[Big Data] Installation and use of Sqoop

Written in the front: The blogger is a "little mountain pig" who has devoted himself to the training business after actual development and experience. His nickname is taken from "Peng Peng" in the cartoon "The Lion King". He always treats the surrounding people with an optimistic and positive attitude. thing. My technical route has gone all the way from a Java full-stack engineer to the field of big data development and data mining. Now I have achieved some success. I would like to share with you what I have gained in the past. I hope it will be helpful to you on the way of learning. At the same time, the blogger also wants to build a complete technical library through this attempt. Any exceptions, errors, and precautions related to the technical points of the article will be listed at the end. You are welcome to provide materials in various ways.

  • Please criticize and point out any mistakes in the article, and correct them in time.
  • If you have any questions you want to discuss and learn, please contact me: [email protected].
  • The style of publishing articles varies from column to column, and they are all self-contained. Please correct me if there are any deficiencies.

Installation and use of Sqoop

Keywords in this article: Sqoop, big data, components, data import, data export

1. Introduction to Sqoop

Sqoop is a tool for transferring data between Hadoop and relational databases, providing a fast and easy way to import large amounts of data from relational databases to Hadoop Distributed File System (HDFS), or from Hadoop Export to a relational database.
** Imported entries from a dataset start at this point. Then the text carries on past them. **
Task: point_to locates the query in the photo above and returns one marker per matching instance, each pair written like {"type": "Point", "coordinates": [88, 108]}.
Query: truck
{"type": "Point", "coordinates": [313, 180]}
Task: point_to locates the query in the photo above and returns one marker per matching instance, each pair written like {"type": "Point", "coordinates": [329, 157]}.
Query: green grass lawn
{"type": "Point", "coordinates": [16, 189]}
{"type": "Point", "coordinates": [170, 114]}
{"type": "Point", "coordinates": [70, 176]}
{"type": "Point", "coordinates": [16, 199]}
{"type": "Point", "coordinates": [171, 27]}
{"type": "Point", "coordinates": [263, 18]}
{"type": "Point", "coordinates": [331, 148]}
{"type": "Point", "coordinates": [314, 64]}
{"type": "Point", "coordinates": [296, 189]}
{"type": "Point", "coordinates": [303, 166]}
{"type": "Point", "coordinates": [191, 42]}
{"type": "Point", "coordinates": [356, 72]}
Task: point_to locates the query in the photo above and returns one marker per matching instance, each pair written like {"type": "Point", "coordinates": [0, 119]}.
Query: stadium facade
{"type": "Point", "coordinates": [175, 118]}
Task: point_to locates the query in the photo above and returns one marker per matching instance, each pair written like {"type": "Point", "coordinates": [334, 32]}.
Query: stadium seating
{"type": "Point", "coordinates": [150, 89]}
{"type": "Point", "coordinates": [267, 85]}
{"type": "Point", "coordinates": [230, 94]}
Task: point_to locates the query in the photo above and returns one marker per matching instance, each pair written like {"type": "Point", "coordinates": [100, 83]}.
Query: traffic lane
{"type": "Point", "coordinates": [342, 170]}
1. Function of the software

The full name of Sqoop is SQL-to-Hadoop, which is an open source project mainly used in the field of big data processing. It can realize two-way transmission of data between Hadoop and relational databases, such as importing data from MySQL, Oracle and other relational databases into HDFS , or exporting data from HDFS to relational databases. Sqoop supports a variety of data sources, and provides a wealth of data import and export options, and also supports common big data components such as Hive and HBase .

2. Software features

  • Support multiple data sources, such as MySQL, Oracle, SQL Server, PostgreSQL, etc.;
  • Import and export data through the command line without writing complex codes;
  • Support incremental import, only need to import updated data;
  • Support data compression to save storage space;
  • Support data conversion during import and export.

3. Life cycle

Although Sqoop has retired into Attic in June 2021 , the current level of use is still relatively high. The software that supports the same type of functions includes NiFi , Flink , Spark , Talend , StreamSets , etc. If necessary, I will introduce it to you.

Two, Sqoop installation

1. Version selection

Sqoop provides two main versions:

  • 1.4.x: Can be used in production environment, the last version is 1.4.7
  • 1.9.77: Sqoop2 is not compatible with 1.4.x version, not suitable for production environment

2. Software download

3. Installation configuration

  • Pre-environment

Sqoop is written based on Java and requires a JDK environment to run.

  • other components

Sqoop supports the import and export operations of multiple data sources. This article takes MySQL, HDFS, and Hive as examples. The relevant environment needs to be deployed first. If necessary, you can refer to: Install MySQL 8.0 on Ubuntu - APT (video at the end)
Hadoop
3.x modes Deployment - Ubuntu
Hive 3.x Installation Deployment - Ubuntu

  • Unzip and install
tar -zvxf sqoop-1.4.7.bin__hadoop-2.6.0.tar.gz
  • Environment variable configuration

Edit the user environment variable file .bashrc [Take the Ubuntu system as an example].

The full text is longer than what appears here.